ABB ACS800 are VFDs, yes. It is also unlikely that there are contactors on VFDs, unless maybe there is only one drive and two motors? That's not clear. Probably not though.
Assuming one drive per pump, no other circuit elements, then it's a real mystery. But you must understand the way drives can work, especially DTC (Direct Torque Control) drives like the ACS800. The output of the VFD can be set for a current limit setting. In order to accomplish that limitation of current in a circuit, the drive must alter the voltage and frequency being applied, regardless of what you are telling it to do. That's the only control it really has, it cannot control the actual current that the load demands unless it essentially changes the nature of the load, which in the case of a pump, means lower the amount of pumping it is doing by lowering the speed of the pump. But if the pump shaft is not turning, then the motor is in a Locked Rotor condition and the current will attempt to go to 600% of the FLC. Drive will stop that at whatever the current limit setting is, but that means driving the speed down, and that also results in driving the RMS voltage down as well. The result: high current, little voltage, also little speed, but you may not be able to see that.
If I had to guess as to why this is happening when it does NOT happen if only one pump is running, is that this is ultimately a mechanical problem. Many types of vertical pumps, including submersibles, have a "thrust bearing" arrangement to absorb the upward thrust created by the spinning motor and the lift that creates. But at the same time, it DEPENDS on the hydrodynamics of that lift in order to get off of the lower bearing, or sometimes there IS NO lower bearing at all, the liquid flowing is the lower bearing. If you have two pumps starting together, and one starts slightly faster than the other ad there is no means of back flow prevention, it's head pressure is forcing the lagging pump downward onto its bottom resting point, it never lifts off of it, never develops the lift into the thrust bearing and the rotor remains locked. Drive #2 then keeps dropping the speed to maintain the current limit, which exacerbates the problem and perpetuates it until the drive trips off line.
Solution? Back flow prevention on each pump output, no current limit, synchronized ramping of both drives together, some combination of the above.

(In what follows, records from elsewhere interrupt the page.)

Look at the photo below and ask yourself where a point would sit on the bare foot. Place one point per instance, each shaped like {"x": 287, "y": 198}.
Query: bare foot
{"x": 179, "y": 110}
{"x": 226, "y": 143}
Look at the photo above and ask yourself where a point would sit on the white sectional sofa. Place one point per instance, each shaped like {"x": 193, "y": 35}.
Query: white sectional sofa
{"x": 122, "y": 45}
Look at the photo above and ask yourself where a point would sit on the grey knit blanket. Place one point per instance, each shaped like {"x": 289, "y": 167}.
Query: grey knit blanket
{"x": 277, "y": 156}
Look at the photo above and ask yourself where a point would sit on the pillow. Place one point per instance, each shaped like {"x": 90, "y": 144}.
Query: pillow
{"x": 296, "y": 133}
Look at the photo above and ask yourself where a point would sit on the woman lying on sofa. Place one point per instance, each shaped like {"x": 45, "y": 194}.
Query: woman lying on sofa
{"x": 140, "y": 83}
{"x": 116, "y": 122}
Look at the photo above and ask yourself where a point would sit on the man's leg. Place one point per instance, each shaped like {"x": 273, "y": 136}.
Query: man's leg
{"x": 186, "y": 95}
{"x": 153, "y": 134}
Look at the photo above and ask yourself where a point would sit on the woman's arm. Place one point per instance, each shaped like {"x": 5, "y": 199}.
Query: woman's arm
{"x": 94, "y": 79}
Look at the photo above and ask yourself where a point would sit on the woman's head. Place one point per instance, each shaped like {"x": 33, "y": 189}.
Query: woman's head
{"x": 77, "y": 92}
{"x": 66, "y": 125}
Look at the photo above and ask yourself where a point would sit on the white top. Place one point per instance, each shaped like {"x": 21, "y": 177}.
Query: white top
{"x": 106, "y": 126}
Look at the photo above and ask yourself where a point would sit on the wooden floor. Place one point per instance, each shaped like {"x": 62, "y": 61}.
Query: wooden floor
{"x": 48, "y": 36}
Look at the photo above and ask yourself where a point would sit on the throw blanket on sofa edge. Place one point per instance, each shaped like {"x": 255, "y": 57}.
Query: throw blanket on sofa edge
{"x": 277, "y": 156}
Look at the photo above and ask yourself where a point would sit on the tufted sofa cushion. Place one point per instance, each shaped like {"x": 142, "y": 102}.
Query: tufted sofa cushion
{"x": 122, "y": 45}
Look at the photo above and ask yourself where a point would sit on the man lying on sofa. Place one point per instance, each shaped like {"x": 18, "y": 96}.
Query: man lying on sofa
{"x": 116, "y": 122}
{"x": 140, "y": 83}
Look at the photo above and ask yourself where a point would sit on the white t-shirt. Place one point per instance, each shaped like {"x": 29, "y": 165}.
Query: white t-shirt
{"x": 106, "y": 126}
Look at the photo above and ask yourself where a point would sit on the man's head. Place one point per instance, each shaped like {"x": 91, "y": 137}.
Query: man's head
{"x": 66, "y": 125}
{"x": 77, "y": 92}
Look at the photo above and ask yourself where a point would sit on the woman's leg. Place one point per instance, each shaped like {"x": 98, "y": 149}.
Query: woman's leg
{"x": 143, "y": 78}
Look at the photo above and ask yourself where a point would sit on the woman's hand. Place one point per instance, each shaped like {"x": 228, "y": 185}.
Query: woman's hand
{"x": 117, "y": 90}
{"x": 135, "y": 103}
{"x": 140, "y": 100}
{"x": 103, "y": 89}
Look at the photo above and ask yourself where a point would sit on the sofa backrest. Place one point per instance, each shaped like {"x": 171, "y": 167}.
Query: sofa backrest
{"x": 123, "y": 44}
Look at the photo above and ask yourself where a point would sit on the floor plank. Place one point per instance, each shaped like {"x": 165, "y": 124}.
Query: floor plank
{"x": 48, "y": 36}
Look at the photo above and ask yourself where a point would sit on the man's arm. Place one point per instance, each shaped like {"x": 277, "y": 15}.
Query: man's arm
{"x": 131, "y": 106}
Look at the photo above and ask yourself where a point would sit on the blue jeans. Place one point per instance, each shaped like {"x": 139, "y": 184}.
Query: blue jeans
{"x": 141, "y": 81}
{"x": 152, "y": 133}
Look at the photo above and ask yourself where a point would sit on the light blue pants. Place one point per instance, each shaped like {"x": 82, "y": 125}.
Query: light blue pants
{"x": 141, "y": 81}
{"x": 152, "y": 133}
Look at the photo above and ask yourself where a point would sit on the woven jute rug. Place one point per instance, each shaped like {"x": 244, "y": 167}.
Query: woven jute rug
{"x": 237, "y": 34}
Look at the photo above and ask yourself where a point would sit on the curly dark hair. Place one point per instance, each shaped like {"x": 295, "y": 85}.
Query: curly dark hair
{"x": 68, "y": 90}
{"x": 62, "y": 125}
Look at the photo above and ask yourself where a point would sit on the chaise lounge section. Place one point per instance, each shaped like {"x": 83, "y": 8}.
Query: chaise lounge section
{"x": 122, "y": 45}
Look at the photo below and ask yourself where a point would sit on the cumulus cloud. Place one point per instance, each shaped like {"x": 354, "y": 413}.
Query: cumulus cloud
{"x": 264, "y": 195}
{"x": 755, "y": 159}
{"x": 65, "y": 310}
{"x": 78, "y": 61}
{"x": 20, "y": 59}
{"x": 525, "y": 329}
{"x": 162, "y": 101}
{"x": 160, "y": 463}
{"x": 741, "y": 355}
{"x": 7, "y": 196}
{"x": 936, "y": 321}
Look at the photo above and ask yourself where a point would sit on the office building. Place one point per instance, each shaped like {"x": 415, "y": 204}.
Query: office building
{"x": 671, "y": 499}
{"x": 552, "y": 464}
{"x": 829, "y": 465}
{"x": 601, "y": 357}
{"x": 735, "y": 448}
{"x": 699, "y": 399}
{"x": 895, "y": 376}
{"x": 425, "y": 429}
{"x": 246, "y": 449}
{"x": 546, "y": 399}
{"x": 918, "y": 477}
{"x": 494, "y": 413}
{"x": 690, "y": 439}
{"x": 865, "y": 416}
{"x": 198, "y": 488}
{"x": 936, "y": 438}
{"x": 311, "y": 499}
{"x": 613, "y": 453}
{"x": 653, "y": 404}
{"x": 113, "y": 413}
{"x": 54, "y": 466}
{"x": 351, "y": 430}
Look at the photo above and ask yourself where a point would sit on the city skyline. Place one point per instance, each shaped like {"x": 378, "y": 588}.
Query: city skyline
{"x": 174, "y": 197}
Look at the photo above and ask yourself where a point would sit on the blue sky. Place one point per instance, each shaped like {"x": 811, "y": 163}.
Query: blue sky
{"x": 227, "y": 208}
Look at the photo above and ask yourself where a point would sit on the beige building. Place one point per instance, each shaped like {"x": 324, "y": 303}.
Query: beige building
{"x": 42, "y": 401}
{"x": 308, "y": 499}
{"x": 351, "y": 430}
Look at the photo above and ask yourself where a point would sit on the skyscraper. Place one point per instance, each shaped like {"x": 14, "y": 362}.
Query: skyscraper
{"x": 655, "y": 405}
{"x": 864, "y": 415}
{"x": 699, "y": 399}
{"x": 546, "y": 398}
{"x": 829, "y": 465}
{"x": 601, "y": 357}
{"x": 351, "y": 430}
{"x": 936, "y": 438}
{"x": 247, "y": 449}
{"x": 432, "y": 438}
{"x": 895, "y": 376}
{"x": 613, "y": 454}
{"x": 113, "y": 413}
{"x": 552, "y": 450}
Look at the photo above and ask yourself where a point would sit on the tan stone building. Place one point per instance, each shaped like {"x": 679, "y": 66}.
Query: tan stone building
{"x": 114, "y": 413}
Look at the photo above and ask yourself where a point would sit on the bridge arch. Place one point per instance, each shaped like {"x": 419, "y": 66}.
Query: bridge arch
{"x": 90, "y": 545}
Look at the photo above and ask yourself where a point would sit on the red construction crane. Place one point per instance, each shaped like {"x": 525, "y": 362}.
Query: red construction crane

Possibilities other than that, one pump is pumping backward. It can be hard to tell because there is flow either way, just more flow in one direction. But if that were the case, the problem would only happen in one direction, meaning A then B, not not B then A, at least I think so, it depends on a lot of other things.
If it IS just one VFD and two pumps and you are using contactors to select one or two, then it may be that one contactor is closing sooner, the direction is wrong, any nomber of other issues could be going on there. If that is the case, clear that up before we waste any more time on this.